Let $S$ be the portion of the sphere $x^2+y^2+z^2=9$, where $1\leq x^2+y^2\leq4$ and $z\geq0$. Calculate the surface area of $S$
Ok i'm really confused with this one. I know i have to apply the surface area formula but and possibly spherical coordinates but i can't seem how to get the integral out.

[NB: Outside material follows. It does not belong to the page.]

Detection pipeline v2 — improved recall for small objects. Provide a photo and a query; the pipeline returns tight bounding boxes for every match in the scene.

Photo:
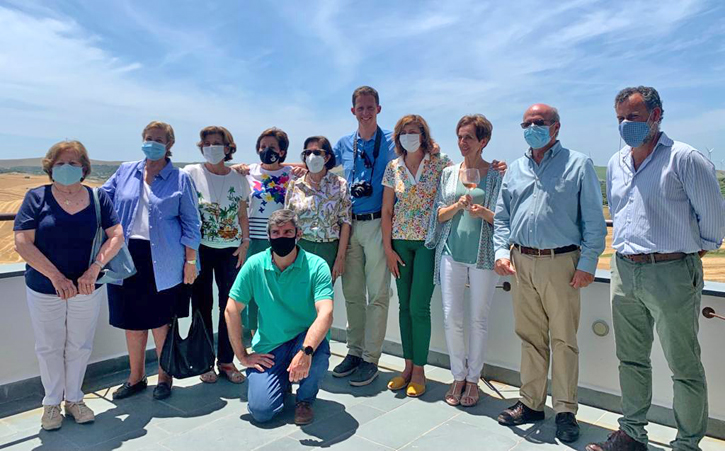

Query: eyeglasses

The shape. I thought of using spherical system but after doing i ended up with a 3 coordinate system. I'm not even sure how to begin with this one.
Best Answer
The surface $S$ in question is a spherical zone. Its area can be found by elementary means: If $R$ is the radius of the sphere and $h$ is the $z$-height of the zone then the area $\omega(S)$ is given by $$\omega(S)=2\pi R h\ .$$ As $R=3$ and $h$ is easily computed as $h=\sqrt{9-1}-\sqrt{9-4}$ we obtain $$\omega(S)=6\pi(\sqrt{8}-\sqrt{5})\ .$$ Now for the integral: Use polar coordinates in the $(x,y)$-plane as parameter variables. Then $S$ is produced by $$S:\quad(r,\phi)\mapsto{\bf x}(r,\phi):=(r\cos\phi, \>r\sin\phi, \>\sqrt{9-r^2})\qquad(0\leq r\leq 2, \ 0\leq\phi\leq 2\pi)\ .$$ Then $${\bf x}_r=\bigl(\cos\phi,\sin\phi,-{r\over\sqrt{9-r^2}}\bigr),\quad{\bf x}_\phi=(-r\sin\phi,r\cos\phi,0)$$ and $${\bf x}_r\times{\bf x}_\phi=\left({r^2\cos\phi\over\sqrt{9-r^2}}, \ {r^2\sin\phi\over\sqrt{9-r^2}}, \ r\right)\ .$$ Therefore the area element becomes $${\rm d}\omega=|{\bf x}_r\times{\bf x}_\phi|\>{\rm d}(r,\phi)={3r\over\sqrt{9-r^2}}\>{\rm d}(r,\phi)\ ,$$ and we obtain $$\omega(S)=\int_0^{2\pi} \int_1^2{3r\over\sqrt{9-r^2}}\>dr\>d\phi=2\pi\ \left(-3\sqrt{9-r^2}\right)\biggr|_1^2=6\pi(\sqrt{8}-\sqrt{5})\ ,$$ as before.